I would appreciate your review of the attached schematic and comments/answers to the following details that arose during the design process.
- Given circuit will be used with generic 5 VDC supply input rather than USB power is it correct to leave D+ and D- as floating?
- For non-USB operation is it correct that OTG and CE pins are grounded?
- Leaving VSET floating sets battery charge voltage to 4.208 VDC.
- What sets the voltage at which the BQ25616 disconnects the battery from load pending connection of charger voltage? Is the following correct?
- VBAT_DPL the BAT depletion falling threshold to turn off BATFET VBAT is specified as 2.18 min to 2.62 max V therefore the BQ25616 will disconnect the battery from SYS connected load at some voltage within that range.
- The pack to be used with BQ25616 based circuit has a protection circuit featuring voltage lower limit cutoff specified as 2.30 ± 0.050 V.
- Given the pack’s protection circuit cutoff voltage is within the range of BQ25616’s VBAT_DPL is there a danger the two circuits will trip each other into misbehaving? With no voltage present on VAC/VBUS pins two scenarios as battery reaches discharge state come to mind.
i. Pack’s circuit disconnects cell first, BQ25616 has no voltage source so at VAC/VBUS or BATT pins so it goes dark and cannot further effect pack until charger is plugged in.
ii. BQ25616 circuit disconnects cell first above pack’s 2.3 V trip off point, as per datasheet section 9.3.9.5.2 Battery Over-Discharge Protection. While pack supplies voltage to BATT pins the BQ25616’s Iq_bat quiescent battery current of circa 9.5 uA remains as a load on the pack. Thus eventually that uA load along with the cell’s self-discharge will eventually reach the pack’s 2.3 V trip off point. Stability depends on BQ25616 keeping battery disconnected from load as voltage on BATT lingers between 2.62 and 2.3 VDC.

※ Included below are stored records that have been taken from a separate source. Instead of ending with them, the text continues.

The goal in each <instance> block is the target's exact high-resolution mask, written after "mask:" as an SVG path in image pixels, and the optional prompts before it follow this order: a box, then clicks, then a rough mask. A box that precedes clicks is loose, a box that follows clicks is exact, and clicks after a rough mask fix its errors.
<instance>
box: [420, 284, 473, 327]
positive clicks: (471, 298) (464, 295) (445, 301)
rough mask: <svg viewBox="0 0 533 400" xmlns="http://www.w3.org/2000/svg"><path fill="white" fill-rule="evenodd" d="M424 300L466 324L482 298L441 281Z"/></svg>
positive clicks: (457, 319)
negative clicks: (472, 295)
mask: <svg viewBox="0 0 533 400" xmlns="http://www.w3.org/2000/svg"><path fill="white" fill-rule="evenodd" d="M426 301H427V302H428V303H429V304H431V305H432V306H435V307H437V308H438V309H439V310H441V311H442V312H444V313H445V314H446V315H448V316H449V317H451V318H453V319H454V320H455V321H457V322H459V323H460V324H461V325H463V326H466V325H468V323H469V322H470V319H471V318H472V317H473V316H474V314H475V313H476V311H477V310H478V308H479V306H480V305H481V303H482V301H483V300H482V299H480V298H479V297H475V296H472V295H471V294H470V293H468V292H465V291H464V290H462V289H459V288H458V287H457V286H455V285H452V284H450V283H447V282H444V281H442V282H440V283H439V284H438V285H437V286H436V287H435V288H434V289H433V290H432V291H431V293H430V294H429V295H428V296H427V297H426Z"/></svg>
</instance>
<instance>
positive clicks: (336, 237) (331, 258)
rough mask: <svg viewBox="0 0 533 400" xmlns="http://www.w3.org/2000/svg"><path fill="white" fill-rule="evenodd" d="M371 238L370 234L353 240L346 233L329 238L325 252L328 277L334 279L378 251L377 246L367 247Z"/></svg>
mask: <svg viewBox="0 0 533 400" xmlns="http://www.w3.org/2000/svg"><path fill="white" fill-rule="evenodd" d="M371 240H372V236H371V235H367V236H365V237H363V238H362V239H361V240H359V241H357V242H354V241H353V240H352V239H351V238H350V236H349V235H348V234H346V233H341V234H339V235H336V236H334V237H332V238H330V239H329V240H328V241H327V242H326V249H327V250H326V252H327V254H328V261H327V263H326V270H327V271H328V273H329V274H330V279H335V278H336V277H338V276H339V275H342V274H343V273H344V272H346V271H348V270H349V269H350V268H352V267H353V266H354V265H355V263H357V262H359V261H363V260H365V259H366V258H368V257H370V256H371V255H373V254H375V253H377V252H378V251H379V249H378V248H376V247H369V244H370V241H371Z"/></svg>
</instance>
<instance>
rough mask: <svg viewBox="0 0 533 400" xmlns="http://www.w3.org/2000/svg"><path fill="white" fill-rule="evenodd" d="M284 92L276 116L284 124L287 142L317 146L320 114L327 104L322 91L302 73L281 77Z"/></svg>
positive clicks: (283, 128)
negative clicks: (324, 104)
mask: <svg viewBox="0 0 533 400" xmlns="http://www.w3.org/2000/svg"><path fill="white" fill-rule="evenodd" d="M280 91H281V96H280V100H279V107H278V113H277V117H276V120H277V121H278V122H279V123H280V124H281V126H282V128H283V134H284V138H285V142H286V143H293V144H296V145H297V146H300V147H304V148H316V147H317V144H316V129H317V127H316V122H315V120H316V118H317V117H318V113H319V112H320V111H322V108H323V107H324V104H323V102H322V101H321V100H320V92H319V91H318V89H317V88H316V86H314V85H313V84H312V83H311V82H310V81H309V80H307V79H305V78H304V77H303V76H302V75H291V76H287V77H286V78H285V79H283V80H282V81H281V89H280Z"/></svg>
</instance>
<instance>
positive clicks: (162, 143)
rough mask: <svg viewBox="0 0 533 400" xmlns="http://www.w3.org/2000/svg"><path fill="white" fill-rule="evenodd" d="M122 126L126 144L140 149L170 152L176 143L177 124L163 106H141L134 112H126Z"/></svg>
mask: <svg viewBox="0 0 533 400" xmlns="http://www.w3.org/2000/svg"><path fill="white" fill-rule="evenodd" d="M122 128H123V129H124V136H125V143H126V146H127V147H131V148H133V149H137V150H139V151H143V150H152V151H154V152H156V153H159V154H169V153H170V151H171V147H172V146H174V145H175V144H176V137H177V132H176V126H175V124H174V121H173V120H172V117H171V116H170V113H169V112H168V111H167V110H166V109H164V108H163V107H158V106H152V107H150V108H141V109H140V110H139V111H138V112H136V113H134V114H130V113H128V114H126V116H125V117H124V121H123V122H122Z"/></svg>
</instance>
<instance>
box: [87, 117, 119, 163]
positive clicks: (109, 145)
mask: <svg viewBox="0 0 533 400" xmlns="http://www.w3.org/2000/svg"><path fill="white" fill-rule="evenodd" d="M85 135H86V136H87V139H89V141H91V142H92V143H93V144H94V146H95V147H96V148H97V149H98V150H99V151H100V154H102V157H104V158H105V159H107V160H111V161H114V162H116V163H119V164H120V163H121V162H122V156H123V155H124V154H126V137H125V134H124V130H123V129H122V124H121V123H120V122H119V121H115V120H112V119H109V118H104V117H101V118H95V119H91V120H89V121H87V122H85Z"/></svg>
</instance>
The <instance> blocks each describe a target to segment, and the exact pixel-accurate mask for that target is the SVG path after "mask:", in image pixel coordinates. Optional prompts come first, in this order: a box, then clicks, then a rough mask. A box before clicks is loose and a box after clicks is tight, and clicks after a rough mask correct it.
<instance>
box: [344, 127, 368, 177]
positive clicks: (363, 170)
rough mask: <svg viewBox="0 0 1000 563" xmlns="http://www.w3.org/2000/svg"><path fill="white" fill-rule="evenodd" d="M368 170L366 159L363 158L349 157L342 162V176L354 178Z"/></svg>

5. Datasheet sections 10.2.1.2.1 Inductor Selection, 10.2.1.2.2 Input Capacitor and Resistor, and 10.2.1.2.3 Output Capacitor all use formulas that are a function of the switching frequency duty cycle. Prior to building a circuit and bench testing how is the duty cycle to be known? WEBBENCH or Tini-TI models do not appear to be available for simulation. Failing that the values used in datasheet and BQ25616EVM schematics were used. Are these sufficient or should they be checked against some range of duty cycles? If so what % range of 1.5MHz?